Everything was being hammered due to the loose lash I believe, and that was from the very start. First time running a stinger (too loud for me) and I must have missed the clicking sound. The valve tip shows some wear too.

reset the valve gap to as you think it was when the damage happened and try to replicate the lash cap falling out by cycling the engine by hand, if that conclusively  did happen, then the pushrod could come out too the edge of the cup, as i said earlier,  then actuate the rocker on the cup edge giving excessive lift, ...

The push rod did at some point ride on the edge of the cup, the cup shows that clearly. The shim and washer at the end of the rocker shaft and the rocker bear some push rod marks too, so there was excessive lift at some point. Then I found the push rod end wedged between the rocker box side and the rocker shaft end.

but there should be contact marks on the piston from the valve, how else would the push rod get bent? and then what happened with the second bent push rod you mentioned?

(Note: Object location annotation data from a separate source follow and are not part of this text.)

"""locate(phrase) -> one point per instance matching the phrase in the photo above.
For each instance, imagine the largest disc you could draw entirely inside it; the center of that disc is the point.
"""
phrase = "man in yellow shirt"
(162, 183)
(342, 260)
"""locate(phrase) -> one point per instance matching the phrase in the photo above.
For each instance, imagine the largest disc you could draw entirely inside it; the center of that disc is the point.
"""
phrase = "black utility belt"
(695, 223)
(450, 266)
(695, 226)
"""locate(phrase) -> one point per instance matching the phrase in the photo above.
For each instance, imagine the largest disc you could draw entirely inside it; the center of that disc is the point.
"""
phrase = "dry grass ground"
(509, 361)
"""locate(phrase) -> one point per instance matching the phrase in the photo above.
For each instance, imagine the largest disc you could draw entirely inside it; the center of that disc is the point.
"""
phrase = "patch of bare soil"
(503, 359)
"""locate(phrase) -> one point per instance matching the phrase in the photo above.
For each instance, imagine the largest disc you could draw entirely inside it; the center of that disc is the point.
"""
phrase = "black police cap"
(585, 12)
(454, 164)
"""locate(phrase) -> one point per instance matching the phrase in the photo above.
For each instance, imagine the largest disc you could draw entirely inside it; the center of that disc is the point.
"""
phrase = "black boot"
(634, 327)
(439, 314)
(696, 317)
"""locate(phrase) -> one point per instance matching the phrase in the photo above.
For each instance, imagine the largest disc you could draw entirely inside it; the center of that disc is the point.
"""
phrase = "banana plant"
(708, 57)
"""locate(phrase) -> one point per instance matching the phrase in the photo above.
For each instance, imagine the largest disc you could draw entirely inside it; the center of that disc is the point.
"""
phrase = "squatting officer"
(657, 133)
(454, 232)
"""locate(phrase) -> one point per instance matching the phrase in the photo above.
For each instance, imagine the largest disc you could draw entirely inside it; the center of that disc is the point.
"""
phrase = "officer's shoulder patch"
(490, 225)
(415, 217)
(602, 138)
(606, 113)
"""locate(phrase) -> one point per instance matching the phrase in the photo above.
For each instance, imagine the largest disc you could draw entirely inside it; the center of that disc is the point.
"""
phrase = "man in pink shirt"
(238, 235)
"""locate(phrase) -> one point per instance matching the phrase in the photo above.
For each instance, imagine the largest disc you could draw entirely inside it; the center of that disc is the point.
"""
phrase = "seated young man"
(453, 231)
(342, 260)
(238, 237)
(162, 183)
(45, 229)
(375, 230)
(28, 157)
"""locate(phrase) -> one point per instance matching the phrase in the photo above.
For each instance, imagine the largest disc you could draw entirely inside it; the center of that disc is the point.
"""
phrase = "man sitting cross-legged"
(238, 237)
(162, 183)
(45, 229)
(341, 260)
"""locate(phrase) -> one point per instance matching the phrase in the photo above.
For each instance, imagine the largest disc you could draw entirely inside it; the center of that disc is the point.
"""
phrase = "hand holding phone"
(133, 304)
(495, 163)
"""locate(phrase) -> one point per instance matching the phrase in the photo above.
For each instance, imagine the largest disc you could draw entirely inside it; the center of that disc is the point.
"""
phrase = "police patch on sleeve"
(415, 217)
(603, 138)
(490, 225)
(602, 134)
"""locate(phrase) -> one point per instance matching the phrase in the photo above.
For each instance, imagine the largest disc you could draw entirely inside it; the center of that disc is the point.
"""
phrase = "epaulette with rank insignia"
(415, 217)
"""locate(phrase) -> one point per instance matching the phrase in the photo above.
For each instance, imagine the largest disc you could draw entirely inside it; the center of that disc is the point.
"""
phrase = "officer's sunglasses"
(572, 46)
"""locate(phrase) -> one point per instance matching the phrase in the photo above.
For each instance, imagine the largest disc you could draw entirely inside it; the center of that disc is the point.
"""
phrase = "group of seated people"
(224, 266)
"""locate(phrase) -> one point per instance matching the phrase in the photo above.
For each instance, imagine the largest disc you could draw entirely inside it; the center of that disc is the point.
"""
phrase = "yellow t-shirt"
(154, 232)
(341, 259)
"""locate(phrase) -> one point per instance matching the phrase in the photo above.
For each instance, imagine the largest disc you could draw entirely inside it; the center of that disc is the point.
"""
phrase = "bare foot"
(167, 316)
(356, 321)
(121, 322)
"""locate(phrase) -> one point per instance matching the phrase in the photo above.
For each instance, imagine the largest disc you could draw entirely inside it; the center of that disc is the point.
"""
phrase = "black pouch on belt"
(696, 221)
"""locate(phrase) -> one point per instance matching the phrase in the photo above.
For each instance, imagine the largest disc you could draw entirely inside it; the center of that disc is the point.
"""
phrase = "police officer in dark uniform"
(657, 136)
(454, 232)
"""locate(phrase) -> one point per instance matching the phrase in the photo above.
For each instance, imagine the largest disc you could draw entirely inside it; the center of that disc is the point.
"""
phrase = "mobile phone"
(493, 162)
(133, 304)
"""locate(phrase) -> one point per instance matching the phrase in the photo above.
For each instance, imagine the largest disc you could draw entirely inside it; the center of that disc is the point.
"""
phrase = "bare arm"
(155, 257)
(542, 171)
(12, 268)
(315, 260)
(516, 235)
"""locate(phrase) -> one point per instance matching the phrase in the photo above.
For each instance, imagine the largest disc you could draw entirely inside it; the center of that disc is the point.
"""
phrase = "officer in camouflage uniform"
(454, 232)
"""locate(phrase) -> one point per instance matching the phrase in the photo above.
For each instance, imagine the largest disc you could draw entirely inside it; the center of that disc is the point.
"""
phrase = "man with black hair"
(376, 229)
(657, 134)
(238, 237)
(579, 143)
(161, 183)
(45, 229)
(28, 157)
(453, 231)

There are definitely no contact marks between piston and valve. I saw that and what it looks like, and can see it even if it was slight. I even took high resolution and high magnification photos of the piston crown and examined them on a 24 inch screen at 100%. That would have shown even a 1mm mark at a much larger scale on screen. I consider myself lucky about that. Running 8.6:1 compression with non fly cut heads may have saved me.